The latest is Marriage Can Be Murder, just out this month. Tell us something about that book.
This book features a destination wedding. Here’s the back cover blurb: Empty-nester Carol Andrews is thrilled when daughter Jenny announces her engagement. She’s dreamed of planning her daughter’s wedding since the day Jenny was born. But with only 2 months to pull together a destination wedding on Nantucket, Jenny insists on hiring Cinderella Weddings to coordinate the event. Father-of-the-bride Jim objects to the cost, and Carol objects to having her opinion ignored. When Carol finds the body of the wedding planner at the bottom of a creepy staircase at a Nantucket inn, and her BFF Nancy’s husband is accused of her death, Carol has more to worry about than getting to the church on time!
Tell the truth, is Carol Andrews really you?
Ha! So many people ask me that, especially because the books are written in the first person. I’ve been told that readers feel like we’re sitting at the kitchen table together, talking. I think that’s a real compliment. I’d be lying if I said Carol bears no resemblance to me. But I think she’s smarter, and she’s certainly more outspoken and controlling. I’m a very quiet, reserved person and I never interfere in other people’s lives, the way that she does! LOL.
One of the things I admire about you is that you seem to grow as a writer with every book.
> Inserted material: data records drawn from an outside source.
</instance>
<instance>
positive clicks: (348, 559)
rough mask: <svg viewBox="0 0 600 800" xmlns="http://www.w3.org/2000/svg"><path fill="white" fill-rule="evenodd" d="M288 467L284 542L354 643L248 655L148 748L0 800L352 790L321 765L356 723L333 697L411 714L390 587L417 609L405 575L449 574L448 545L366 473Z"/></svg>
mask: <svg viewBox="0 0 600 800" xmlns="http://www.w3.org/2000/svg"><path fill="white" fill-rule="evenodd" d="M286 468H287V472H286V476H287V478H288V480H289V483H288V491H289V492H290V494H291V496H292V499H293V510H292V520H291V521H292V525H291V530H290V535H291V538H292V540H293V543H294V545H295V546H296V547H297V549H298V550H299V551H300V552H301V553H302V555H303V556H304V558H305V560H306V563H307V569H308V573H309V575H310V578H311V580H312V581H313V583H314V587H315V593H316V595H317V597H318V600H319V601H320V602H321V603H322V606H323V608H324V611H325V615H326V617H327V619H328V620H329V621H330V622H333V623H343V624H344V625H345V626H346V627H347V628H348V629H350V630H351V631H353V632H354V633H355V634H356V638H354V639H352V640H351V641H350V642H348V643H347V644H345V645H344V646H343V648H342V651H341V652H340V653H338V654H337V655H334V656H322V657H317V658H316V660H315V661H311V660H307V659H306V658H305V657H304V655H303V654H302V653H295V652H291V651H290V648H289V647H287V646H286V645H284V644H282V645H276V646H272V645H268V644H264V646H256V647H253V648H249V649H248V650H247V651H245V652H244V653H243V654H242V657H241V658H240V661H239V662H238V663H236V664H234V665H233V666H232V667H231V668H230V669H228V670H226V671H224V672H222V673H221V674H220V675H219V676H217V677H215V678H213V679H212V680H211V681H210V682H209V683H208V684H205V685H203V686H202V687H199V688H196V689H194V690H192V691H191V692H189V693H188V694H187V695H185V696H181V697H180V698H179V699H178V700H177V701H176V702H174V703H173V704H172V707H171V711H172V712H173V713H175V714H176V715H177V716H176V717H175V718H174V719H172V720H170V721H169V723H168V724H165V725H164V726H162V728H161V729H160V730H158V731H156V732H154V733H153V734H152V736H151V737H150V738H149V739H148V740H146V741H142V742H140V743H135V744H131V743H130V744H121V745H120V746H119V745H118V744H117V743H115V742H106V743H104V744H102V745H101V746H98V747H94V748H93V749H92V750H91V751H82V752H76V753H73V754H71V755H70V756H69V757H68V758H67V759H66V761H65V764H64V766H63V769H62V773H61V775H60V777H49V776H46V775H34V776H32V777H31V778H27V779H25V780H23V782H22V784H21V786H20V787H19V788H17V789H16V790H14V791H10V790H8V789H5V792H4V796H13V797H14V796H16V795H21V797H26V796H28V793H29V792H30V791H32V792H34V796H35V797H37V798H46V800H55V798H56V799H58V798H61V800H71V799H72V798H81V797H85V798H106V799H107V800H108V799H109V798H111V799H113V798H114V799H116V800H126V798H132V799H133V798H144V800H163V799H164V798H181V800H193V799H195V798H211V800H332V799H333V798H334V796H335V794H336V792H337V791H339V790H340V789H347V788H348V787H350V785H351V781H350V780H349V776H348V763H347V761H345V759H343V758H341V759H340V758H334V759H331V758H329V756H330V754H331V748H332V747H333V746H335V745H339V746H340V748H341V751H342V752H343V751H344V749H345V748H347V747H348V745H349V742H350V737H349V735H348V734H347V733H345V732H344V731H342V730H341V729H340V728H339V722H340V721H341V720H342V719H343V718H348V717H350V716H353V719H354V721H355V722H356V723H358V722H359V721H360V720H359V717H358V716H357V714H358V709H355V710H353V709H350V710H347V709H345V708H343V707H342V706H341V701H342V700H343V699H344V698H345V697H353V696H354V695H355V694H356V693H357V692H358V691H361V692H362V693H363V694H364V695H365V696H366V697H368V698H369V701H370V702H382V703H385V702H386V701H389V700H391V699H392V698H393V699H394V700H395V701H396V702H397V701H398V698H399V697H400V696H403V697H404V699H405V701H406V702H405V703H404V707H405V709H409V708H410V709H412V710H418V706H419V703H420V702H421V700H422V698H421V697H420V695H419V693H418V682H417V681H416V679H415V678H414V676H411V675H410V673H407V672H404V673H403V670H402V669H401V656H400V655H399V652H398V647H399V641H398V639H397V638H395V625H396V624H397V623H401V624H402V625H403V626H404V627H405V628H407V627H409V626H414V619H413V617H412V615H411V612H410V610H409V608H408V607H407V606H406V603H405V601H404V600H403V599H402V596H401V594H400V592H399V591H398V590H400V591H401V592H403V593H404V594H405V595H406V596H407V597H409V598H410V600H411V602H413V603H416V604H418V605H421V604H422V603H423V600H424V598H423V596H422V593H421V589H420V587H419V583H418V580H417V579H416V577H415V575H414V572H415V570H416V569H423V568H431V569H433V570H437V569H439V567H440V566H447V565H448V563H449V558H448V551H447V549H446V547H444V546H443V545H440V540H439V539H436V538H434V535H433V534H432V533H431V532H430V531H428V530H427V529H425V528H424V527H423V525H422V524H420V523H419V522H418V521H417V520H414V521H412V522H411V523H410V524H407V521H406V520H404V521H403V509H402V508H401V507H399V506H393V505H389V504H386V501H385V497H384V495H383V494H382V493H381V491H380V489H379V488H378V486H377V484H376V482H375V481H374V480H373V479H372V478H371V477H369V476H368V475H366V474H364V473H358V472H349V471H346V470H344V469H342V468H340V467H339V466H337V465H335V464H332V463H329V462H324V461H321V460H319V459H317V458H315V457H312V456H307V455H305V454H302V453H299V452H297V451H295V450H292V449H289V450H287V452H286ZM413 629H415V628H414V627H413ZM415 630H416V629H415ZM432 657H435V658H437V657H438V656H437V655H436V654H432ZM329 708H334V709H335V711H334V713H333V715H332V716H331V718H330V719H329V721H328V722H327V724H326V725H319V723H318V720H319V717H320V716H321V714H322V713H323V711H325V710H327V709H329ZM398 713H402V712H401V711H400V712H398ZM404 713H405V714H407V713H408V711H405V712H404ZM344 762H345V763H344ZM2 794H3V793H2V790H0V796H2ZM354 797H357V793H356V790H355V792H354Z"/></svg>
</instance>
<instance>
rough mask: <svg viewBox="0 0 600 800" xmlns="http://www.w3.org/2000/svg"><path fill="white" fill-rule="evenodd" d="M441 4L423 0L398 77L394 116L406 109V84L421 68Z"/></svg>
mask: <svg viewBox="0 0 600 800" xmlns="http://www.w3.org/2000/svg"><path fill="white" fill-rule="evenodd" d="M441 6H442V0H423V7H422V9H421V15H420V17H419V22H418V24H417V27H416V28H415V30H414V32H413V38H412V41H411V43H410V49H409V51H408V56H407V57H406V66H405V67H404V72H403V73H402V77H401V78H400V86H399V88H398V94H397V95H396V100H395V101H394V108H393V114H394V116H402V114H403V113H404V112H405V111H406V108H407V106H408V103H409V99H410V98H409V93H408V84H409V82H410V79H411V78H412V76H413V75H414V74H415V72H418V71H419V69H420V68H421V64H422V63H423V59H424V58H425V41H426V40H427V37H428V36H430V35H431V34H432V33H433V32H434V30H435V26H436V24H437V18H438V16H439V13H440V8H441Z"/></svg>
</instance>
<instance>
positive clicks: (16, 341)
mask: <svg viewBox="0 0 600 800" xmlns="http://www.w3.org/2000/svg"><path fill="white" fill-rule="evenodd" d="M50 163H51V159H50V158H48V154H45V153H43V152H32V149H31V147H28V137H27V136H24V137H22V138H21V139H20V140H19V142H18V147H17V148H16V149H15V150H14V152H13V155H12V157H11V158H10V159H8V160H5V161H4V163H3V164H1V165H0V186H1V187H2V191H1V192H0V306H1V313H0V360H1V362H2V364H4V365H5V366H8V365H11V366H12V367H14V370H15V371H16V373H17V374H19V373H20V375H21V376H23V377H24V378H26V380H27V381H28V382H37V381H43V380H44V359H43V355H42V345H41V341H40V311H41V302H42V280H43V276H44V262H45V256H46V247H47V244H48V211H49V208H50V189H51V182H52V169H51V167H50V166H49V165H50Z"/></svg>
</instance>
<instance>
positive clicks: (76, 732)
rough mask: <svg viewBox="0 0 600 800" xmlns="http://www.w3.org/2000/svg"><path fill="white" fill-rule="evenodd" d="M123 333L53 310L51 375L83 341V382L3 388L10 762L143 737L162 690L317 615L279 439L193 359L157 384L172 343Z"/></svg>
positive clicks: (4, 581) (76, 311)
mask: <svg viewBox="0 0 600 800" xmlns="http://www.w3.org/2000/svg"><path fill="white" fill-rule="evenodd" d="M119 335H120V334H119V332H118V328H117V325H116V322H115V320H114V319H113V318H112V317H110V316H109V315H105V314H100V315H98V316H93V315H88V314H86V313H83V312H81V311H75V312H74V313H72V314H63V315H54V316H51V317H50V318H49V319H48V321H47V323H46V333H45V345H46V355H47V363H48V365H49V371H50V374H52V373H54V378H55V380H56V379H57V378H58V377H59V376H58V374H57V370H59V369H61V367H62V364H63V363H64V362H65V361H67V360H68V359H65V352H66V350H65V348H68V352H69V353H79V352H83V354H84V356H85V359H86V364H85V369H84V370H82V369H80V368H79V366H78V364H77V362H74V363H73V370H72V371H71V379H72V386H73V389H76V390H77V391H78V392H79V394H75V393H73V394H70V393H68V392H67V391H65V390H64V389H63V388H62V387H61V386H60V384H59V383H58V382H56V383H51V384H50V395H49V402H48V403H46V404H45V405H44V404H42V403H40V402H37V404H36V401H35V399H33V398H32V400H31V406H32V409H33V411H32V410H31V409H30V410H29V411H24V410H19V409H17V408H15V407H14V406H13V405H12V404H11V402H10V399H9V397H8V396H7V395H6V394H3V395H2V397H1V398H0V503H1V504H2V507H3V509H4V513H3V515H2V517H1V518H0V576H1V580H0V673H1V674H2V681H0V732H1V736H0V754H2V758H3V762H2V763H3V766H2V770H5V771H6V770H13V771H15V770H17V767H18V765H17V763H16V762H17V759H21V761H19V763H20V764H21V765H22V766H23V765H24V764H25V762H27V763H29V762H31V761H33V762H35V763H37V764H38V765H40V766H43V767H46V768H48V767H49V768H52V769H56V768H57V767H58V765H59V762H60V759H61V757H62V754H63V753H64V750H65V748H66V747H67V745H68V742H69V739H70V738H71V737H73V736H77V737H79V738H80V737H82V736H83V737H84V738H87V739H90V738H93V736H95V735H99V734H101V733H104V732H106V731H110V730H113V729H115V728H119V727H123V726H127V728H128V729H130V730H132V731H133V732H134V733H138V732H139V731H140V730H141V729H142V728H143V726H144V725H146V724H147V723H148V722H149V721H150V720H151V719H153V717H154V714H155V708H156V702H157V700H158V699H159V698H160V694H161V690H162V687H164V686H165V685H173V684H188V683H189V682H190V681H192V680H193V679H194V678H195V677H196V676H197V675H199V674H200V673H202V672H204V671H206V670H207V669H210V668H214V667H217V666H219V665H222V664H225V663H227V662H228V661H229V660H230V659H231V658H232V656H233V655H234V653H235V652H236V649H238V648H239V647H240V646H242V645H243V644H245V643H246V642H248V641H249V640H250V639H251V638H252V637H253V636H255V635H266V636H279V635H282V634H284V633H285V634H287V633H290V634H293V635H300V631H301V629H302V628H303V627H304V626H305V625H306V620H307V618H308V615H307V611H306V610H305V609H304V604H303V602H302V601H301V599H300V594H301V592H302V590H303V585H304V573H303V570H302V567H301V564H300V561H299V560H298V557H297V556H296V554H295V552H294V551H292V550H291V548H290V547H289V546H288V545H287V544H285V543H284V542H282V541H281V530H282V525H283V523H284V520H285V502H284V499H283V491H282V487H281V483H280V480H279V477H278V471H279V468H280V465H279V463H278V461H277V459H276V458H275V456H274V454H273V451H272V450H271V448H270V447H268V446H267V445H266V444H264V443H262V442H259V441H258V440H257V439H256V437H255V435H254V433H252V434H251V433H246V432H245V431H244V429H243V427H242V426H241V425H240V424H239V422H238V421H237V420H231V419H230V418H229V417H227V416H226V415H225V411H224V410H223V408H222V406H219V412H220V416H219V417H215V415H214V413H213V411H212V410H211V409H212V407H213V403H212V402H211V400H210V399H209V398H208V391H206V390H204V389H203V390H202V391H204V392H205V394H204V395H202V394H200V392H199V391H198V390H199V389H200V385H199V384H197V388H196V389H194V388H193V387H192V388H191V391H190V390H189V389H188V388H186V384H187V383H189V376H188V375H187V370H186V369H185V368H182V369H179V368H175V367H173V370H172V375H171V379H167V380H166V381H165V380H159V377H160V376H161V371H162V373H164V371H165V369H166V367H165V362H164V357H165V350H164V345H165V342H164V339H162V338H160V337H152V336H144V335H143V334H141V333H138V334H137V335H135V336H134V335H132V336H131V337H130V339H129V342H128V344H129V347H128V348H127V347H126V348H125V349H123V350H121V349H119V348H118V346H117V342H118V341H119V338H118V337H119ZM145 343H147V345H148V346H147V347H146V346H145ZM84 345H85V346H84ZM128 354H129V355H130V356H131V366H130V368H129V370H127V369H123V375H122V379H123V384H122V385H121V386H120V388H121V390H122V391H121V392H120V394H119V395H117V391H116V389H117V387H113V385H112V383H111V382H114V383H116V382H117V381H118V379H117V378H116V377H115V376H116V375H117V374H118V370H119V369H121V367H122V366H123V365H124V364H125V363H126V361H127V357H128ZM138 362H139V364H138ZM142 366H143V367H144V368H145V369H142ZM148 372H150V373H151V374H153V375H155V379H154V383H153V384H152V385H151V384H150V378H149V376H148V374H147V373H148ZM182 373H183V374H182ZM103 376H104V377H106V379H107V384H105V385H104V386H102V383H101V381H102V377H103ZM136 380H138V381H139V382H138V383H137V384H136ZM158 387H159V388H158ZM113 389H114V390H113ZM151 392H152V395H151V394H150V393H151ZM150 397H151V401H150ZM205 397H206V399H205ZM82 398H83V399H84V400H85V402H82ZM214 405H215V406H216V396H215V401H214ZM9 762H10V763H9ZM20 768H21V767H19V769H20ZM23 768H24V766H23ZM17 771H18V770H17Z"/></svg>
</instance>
Don’t get me wrong, Retirement Can Be Murder is a fantastic book, but instead of stagnating as some series do, your books just get better and better in every dimension, –character, plot, writing. How do you keep a series fresh and growing?
That’s such a wonderful compliment! Thank you so much. I think part of the reason the series is staying fresh is that I’m constantly getting inspiration from friends and family about plots and characters. I don’t lack for ideas!
What’s your writing practice like? Are you an outliner or a pantser? Strict number-of-words-per-day person or a binger?
I am definitely a seat-of-the-pants writer. I started books 2 and 3 with a dead body — I always have a dead body at the very beginning — and it wasn’t until I got to the middle of the book that I realized who the body was. And then, of course, I had to go back and plant clues, so the process would be logical to the reader.
Whenever people bang on and on about self-published books aren’t edited or copy-edited, have terrible covers, etc., you’re one of the authors I cite to refute that. Why did you make the decision to go with self-publishing?
I credit being on Cape Cod, with the tremendous pool of artists and other writers, with helping me make that leap of faith. And also, I have to credit Melanie Lauwers, who is the Books Editor of the Cape Cod Times, who’s so encouraging to indie authors.
It seems to me like you treat your publishing company like a true business. You make investments of time and money and you’ve had real success and have built a community of people who love your books and are invested in your success. What would you say are the most critical things you’ve done to make your books successful?
Our company, Baby Boomer Mysteries Press, is a collaboration of freelance artists, designers, printers, and editors, all of whom are vested in making each book the best it can be. When I give author talks, I frequently bring at least one other member of the team with me, so the audience can hear why a particular cover design was chosen, for instance, or type face. Most readers have no idea what goes into making a manuscript into a “real book” and they’re fascinated by this. And I love the marketing piece. Not just the on-line marketing, but the in-person marketing. I do lots of events both on and off Cape, and I love talking to people and sharing stories.
What are you working on now? Any more Baby Boomer books in the pipeline?
There are 7 titles planned. The next one will be about going back to a high school reunion. It’s tentatively called Memories Can Be Murder. We’ll see how it goes!